One morning Peggy brought in the letters, and Jane saw one in Alfred's handwriting. She snatched it up, and cried “Papa, from Alfred!” And she left off making the tea, while her father opened it with comparative composure.

This coolness, however, did not outlast the perusal: “The young ruffian!” said he; “would you believe it Jenny, he accuses me of being the cause of his last business.”

“Let me see, papa.”

He held her out the letter; but hesitated and drew it back. “My dear, it would give you pain to see your poor father treated so. Here's a specimen: 'What could they expect but that the son of a sharper would prove a traitor? You stole her money; I her affections, of which I am unworthy.' Now what do you think of that?”

“Unhappy Alfred!” said Jane. “No, papa, I would not read it, if you are insulted in it. But where is he?”

“The letter is dated Paris. See!” And he showed her the date. “But he says here he is coming back to London directly; and he orders me in the most peremptory way to be ready with my accounts, and pay him over his fortune. Well, he is alive, at all events: really my good, kind, interfering, pragmatical friend Sampson, with his placards, made me feel uneasy, more uneasy than I would own to you, Jenny.”

“Unhappy Alfred!” cried Jane, with the tears in her eyes; “and poor papa!”

“Oh, never mind me,” said Mr. Hardie; “now that I know no harm has come to him, I really don't care a straw: I have got one child that loves me, and that I love.”

“Ah yes, dear, dear papa, and that will always love you, and never, never disobey you in small things or great.” She rose from the table and sealed this with a pious kiss; and, when she sat down with a pink flush on her delicate cheek, his hard eye melted and dwelt on her with beaming tenderness. His heart yearned over her, and a pang went through it: to think that he must deceive even her, the one sweet soul that loved him!

It was a passing remorse: the successful plotter soon predominated, and it was with unmixed satisfaction he saw her put on her bonnet directly after breakfast and hurry off to Albion Villa to play the part of his unconscious sieve.

He himself strolled in the opposite direction, not to seem to be watching her.

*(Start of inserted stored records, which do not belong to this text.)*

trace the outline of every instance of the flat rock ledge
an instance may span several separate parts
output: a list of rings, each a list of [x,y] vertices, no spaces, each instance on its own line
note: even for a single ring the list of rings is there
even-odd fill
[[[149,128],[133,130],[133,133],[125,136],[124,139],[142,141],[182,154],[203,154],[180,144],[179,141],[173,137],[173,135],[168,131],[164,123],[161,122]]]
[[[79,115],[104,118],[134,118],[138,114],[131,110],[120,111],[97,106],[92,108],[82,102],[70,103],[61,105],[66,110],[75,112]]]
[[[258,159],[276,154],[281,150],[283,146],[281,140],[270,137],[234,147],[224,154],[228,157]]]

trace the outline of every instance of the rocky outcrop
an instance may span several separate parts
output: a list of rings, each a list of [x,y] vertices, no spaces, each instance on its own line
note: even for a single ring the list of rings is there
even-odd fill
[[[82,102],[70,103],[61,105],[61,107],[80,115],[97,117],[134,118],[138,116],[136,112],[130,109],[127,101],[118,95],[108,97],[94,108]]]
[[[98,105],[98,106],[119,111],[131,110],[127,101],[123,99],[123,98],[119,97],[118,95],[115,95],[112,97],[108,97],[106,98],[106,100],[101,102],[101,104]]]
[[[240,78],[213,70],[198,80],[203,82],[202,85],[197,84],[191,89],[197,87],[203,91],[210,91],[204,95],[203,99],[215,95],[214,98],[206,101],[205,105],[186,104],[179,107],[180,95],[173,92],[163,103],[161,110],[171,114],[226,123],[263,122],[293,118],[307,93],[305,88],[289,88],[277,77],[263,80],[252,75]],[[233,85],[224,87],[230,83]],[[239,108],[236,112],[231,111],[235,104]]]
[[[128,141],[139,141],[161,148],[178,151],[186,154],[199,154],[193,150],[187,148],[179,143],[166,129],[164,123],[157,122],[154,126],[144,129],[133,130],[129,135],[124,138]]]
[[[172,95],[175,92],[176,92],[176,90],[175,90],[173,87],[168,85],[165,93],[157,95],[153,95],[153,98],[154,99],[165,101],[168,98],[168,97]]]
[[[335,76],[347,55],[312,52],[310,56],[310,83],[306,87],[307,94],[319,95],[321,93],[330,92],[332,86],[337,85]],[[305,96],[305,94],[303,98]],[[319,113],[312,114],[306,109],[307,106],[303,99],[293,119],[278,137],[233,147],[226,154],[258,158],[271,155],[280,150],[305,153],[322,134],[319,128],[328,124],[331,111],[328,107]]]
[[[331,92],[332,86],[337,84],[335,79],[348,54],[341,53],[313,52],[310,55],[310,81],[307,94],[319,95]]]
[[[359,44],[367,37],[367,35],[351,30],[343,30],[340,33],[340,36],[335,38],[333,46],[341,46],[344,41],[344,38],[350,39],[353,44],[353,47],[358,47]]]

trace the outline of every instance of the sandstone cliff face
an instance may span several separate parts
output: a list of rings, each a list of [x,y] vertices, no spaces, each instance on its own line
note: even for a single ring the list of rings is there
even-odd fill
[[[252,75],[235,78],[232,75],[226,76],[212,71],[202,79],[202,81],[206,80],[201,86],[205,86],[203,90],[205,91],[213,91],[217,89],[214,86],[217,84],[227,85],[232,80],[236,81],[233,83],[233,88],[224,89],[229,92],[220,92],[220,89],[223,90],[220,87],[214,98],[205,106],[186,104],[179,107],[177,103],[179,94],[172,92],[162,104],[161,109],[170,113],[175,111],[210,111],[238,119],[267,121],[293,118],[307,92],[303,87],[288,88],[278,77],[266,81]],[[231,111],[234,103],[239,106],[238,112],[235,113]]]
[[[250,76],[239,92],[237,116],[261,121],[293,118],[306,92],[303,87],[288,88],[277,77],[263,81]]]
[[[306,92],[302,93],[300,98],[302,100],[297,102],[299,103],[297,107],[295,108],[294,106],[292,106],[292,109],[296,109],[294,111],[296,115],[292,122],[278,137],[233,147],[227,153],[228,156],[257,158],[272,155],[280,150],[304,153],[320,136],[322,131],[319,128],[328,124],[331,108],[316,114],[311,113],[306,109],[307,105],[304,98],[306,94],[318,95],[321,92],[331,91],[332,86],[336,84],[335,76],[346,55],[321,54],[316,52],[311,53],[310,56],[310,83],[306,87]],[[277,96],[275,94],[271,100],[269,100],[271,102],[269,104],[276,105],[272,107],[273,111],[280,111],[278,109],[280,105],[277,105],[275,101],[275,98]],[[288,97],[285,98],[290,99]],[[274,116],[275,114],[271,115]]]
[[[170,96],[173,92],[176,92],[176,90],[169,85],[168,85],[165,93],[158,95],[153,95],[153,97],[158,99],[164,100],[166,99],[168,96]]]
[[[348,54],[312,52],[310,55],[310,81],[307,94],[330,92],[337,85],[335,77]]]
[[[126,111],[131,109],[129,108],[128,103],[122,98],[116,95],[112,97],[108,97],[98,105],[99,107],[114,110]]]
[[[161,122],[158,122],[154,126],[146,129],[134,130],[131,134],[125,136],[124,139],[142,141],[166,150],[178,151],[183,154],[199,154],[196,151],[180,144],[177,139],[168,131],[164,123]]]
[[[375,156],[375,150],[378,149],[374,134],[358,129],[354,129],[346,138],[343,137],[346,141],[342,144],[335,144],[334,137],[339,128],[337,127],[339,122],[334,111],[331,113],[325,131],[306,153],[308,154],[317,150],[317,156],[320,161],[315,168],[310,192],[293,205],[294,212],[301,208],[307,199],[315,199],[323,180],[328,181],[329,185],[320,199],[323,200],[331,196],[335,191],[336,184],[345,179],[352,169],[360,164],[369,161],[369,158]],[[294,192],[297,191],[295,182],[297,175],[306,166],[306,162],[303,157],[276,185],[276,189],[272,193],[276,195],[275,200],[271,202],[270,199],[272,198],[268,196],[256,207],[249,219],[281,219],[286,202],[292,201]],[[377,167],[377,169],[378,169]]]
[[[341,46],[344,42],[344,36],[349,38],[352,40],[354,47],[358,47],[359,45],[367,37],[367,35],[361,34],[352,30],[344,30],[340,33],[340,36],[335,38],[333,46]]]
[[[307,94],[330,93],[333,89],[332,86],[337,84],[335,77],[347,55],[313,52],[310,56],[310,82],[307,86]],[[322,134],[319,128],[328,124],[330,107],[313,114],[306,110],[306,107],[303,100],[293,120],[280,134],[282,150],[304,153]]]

He was in good spirits: felt like a general, who, after repulsing many desperate attacks successfully, orders an advance, and sees the tide of battle roll away from his bayonets. His very body seemed elastic, indomitable; he walked lustily out into the country, sniffed the perfumed hedges, and relished life. To be sure he could not walk away from all traces of his misdeeds; he fell in with objects that to an ordinary sinner might have spoiled the walk, and even marred the spring-time. He found his creditor Maxley with grizzly beard and bloodshot eyes, belabouring a milestone; and two small boys quizzing him, and pelting him with mud: and soon after he met his creditor, old Dr. Phillips, in a cart, coming back to Barkington to end his days there, at the almshouse. But to our triumphant Bankrupt and Machiavel these things were literally nothing: he paced complacently on, and cared no more for either of those his wrecks than the smiling sea itself seems to care for the dead ships and men it washed ashore a week ago.

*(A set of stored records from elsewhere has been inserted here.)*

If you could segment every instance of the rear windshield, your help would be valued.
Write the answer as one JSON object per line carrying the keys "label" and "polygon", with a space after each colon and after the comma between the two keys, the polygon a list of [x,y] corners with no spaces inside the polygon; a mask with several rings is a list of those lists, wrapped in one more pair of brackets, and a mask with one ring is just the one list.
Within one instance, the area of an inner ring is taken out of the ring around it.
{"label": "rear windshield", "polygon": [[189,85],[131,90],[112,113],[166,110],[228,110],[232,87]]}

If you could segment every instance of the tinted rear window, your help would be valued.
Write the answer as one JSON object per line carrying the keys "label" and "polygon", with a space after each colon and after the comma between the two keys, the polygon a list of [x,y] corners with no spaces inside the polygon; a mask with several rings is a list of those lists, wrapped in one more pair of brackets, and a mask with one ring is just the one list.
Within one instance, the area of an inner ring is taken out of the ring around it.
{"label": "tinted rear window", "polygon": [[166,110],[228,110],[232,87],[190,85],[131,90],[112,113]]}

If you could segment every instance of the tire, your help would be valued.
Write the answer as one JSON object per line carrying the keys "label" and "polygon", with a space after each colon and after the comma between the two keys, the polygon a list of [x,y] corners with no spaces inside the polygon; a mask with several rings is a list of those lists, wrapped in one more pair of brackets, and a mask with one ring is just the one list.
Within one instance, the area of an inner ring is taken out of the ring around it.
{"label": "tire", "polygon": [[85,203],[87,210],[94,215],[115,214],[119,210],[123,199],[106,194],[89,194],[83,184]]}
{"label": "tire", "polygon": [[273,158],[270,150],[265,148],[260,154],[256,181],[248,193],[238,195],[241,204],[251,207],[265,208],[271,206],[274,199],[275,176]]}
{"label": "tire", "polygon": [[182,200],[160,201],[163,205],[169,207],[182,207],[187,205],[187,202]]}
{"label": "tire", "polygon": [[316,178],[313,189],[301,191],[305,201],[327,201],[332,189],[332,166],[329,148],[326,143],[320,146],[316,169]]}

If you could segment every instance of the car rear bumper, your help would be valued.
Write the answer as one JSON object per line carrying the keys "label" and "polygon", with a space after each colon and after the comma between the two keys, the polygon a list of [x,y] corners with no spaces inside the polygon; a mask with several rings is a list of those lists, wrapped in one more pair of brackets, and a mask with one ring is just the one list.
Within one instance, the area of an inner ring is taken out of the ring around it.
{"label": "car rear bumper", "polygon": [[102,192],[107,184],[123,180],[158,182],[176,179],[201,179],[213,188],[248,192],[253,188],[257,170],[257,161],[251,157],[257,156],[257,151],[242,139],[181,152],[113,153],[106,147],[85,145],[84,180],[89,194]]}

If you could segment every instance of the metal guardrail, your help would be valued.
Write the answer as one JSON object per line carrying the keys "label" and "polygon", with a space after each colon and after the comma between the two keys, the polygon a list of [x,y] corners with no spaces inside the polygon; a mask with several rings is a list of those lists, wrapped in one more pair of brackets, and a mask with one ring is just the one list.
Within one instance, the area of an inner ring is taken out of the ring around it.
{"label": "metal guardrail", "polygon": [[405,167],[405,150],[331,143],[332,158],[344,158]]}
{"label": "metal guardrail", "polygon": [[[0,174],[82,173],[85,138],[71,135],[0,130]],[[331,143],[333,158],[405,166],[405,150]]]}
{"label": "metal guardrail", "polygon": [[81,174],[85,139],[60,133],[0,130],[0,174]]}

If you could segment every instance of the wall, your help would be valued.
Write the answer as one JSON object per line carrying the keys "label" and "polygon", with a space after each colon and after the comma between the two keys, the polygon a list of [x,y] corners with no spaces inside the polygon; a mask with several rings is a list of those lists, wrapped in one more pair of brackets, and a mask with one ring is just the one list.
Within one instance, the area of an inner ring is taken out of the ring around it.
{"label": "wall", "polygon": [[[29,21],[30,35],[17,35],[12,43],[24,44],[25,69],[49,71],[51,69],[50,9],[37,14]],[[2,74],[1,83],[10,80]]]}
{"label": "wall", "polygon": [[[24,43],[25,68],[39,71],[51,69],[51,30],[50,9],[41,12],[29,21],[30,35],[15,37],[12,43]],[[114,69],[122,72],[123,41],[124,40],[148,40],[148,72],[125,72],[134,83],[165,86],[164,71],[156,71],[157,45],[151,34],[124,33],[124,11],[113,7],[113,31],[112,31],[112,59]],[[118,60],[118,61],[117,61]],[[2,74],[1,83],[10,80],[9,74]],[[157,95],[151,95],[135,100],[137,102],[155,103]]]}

He came home before luncheon for his gossip with Jane; but she had not returned. All the better; her budget would be the larger.

To while the time he got his file of the Times, and amused himself noting down the fluctuations in Peruvian bonds.

While thus employed he heard a loud knock at his door, and soon after Peggy's voice and a man's in swift collision. Hasty feet came along the passage, the parlour door opened, and a young man rushed in pale as ashes, and stared at him; he was breathless, and his lips moved, but no sound came.

It was Edward Dodd.

Mr. Hardie rose like a tower and manned himself to repulse this fresh assault.

The strange visitor gasped out, “You are wanted at our house.”